Metadata-Version: 2.4
Name: datahugger-ng
Version: 0.1.1
Classifier: Programming Language :: Rust
Classifier: Programming Language :: Python :: Implementation :: CPython
Classifier: Programming Language :: Python :: Implementation :: PyPy
Requires-Dist: pytest~=8.3 ; extra == 'tests'
Requires-Dist: pytest-asyncio~=1.3 ; extra == 'tests'
Provides-Extra: tests
Summary: python binding of datahugger -- rust tool for fetching data and metadata from DOI or URL.
Home-Page: https://github.com/EOSC-Data-Commons/datahugger-rs
License-Expression: MIT AND Apache-2.0
Requires-Python: >=3.10
Description-Content-Type: text/markdown; charset=UTF-8; variant=GFM

# Datahugger API doc

![Python version](https://img.shields.io/badge/python-%3E%3D%203.10-blue)
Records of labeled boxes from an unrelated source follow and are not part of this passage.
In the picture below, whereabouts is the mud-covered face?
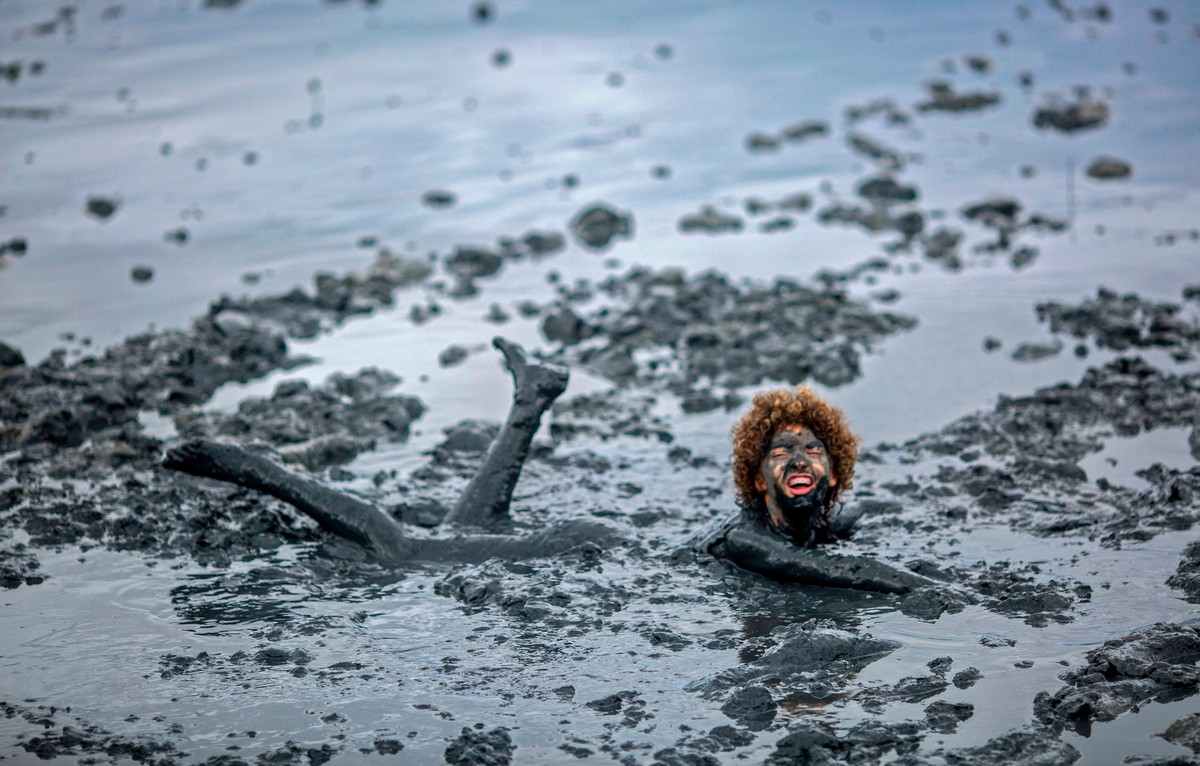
[755,425,838,527]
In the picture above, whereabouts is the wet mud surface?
[0,2,1200,766]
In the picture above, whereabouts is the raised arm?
[445,337,568,525]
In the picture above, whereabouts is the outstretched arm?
[708,522,936,593]
[162,439,416,561]
[445,337,568,525]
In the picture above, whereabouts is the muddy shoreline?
[0,250,1200,764]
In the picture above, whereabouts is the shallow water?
[0,0,1200,764]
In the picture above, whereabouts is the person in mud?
[163,352,928,593]
[163,337,619,563]
[701,385,930,593]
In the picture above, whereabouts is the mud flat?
[0,1,1200,766]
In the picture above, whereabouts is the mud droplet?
[470,2,496,24]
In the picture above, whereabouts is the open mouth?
[784,473,816,495]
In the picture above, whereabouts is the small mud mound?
[856,358,1200,549]
[1037,288,1200,361]
[1033,623,1200,736]
[176,367,425,471]
[689,622,900,699]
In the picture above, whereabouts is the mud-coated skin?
[704,513,936,594]
[162,337,604,563]
[162,439,418,561]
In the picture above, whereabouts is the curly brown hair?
[731,385,858,510]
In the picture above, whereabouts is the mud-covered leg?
[162,439,416,561]
[445,337,568,525]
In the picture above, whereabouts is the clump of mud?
[544,269,916,412]
[1034,623,1200,736]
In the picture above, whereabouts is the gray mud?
[0,0,1200,766]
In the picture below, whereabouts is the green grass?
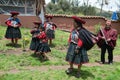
[0,26,120,80]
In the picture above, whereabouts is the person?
[30,21,41,51]
[66,16,95,77]
[35,27,51,60]
[44,16,57,45]
[97,20,117,64]
[5,11,21,44]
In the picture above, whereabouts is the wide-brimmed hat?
[72,16,86,24]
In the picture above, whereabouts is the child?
[36,27,51,60]
[5,11,21,45]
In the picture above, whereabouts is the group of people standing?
[5,12,117,77]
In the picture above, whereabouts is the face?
[105,20,111,28]
[35,24,39,28]
[73,21,78,29]
[13,15,17,18]
[47,18,52,21]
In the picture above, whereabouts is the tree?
[97,0,109,14]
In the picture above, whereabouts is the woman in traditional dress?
[30,21,41,50]
[36,27,51,60]
[66,16,95,77]
[5,11,21,44]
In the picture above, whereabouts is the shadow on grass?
[67,69,95,80]
[6,43,22,48]
[31,54,49,62]
[95,60,108,64]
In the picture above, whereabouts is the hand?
[101,36,105,40]
[75,49,79,54]
[13,25,18,28]
[107,38,111,41]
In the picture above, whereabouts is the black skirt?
[30,38,40,50]
[5,27,21,39]
[36,42,51,53]
[46,29,55,39]
[66,43,89,65]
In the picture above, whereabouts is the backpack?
[78,28,94,50]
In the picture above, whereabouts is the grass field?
[0,26,120,80]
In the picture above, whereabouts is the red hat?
[72,16,86,24]
[45,15,53,19]
[33,21,41,25]
[10,11,19,15]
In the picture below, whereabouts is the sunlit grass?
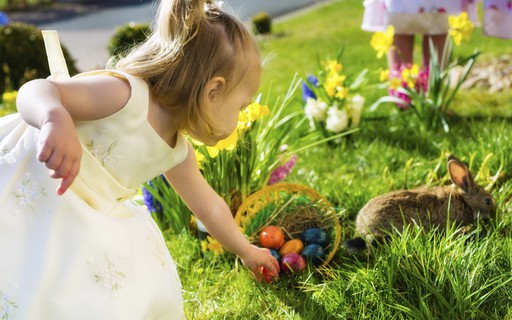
[170,0,512,320]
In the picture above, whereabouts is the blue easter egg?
[302,227,330,248]
[270,249,281,263]
[302,243,325,266]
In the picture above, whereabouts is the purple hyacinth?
[142,175,169,213]
[268,154,297,185]
[302,74,318,101]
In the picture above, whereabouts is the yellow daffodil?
[238,102,270,124]
[380,69,389,81]
[324,73,346,97]
[335,87,348,99]
[201,236,224,256]
[321,60,343,73]
[389,78,402,90]
[370,26,395,59]
[2,91,18,103]
[401,64,419,89]
[206,130,238,158]
[448,12,475,46]
[194,149,206,169]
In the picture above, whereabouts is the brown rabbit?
[346,156,496,250]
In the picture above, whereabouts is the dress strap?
[41,30,69,80]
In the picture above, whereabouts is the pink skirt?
[483,0,512,39]
[361,0,476,35]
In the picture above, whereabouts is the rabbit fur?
[346,155,496,249]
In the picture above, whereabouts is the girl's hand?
[240,245,279,282]
[37,115,82,195]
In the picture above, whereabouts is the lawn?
[167,0,512,319]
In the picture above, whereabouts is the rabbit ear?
[448,156,474,192]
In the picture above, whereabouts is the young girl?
[0,0,279,320]
[483,0,512,39]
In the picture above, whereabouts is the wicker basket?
[235,183,341,267]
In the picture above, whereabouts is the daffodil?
[389,78,402,90]
[321,60,343,73]
[206,130,238,158]
[380,69,389,81]
[334,87,348,99]
[324,73,346,97]
[448,12,475,46]
[370,26,395,59]
[401,64,419,89]
[2,91,18,103]
[238,102,270,123]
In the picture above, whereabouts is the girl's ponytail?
[154,0,207,54]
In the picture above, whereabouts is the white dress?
[0,67,187,320]
[361,0,476,35]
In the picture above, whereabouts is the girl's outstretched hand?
[240,245,279,282]
[37,118,82,195]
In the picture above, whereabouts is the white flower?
[304,98,327,121]
[350,94,364,128]
[325,106,348,133]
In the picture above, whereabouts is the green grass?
[163,0,512,320]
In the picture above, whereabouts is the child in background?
[483,0,512,39]
[362,0,476,70]
[0,0,279,320]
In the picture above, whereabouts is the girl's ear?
[205,77,226,103]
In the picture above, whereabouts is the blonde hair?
[115,0,259,140]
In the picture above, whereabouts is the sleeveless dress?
[483,0,512,39]
[0,55,187,320]
[361,0,476,35]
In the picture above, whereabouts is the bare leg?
[422,33,446,66]
[388,34,414,70]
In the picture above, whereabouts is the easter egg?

This module provides a unified interface to **resolve**, **crawl**, and **download** datasets exposed over HTTP-like endpoints.
A key design goal is that dataset crawling can be consumed **both synchronously and asynchronously** using the same API.

## Overview

* Resolve a dataset from a URL
* Crawl its contents as a stream of entries (files or directories)
* Download and validate dataset contents using a blocking API backed by an async runtime

## Core Concepts

### Entries

Datasets are composed of entries, which can be either directories (`DirEntry`) or files (`FileEntry`).
All entries inherit from a common base type.

```python
class Entry:
    """Base entry for files and directories."""
```

### `DirEntry`

Represents a directory in the dataset.

```python
@dataclass
class DirEntry(Entry):
    path_craw_rel: pathlib.Path
    root_url: str
    api_url: str
```

#### Fields

- `path_craw_rel`
  Path of the directory relative to the dataset root.

- `root_url`
  Root URL of the dataset this directory belongs to.

- `api_url`
  API endpoint used to query the directory contents.

### `FileEntry`

Represents a file in the dataset.

```python
@dataclass
class FileEntry(Entry):
    path_craw_rel: pathlib.Path
    download_url: str
    size: int | None
    checksum: list[tuple[str, str]]
```

#### Fields

- `path_craw_rel`
  Path of the file relative to the dataset root.

- `download_url`
  URL from which the file can be downloaded.

- `size`
  File size in bytes, if known.

- `checksum`
  List of checksum pairs `(algorithm, value)`
  (e.g. `("sha256", "...")`).

## Iteration Model

### `SyncAsyncIterator[T]`

A protocol that allows a single object to be used as **both a synchronous and an asynchronous iterator**.

```python
class SyncAsyncIterator(Protocol[T]):
    def __aiter__(self) -> AsyncIterator[T]: ...
    async def __anext__(self) -> T: ...
    def __iter__(self) -> Iterator[T]: ...
    def __next__(self) -> T: ...
```

This enables APIs that can be consumed in either context without duplication.

## Dataset

The central abstraction representing a remote dataset.

```python
class Dataset:
    def crawl(self) -> SyncAsyncIterator[Entry]: ...
    def download_with_validation(
        self, dst_dir: pathlib.Path, limit: int = 0
    ) -> None: ...
    def id(self) -> str: ...
    def root_url(self) -> str: ...
```

### `Dataset.crawl()`

```python
def crawl(self) -> SyncAsyncIterator[Entry]
```

Returns a stream of dataset entries (directories and files).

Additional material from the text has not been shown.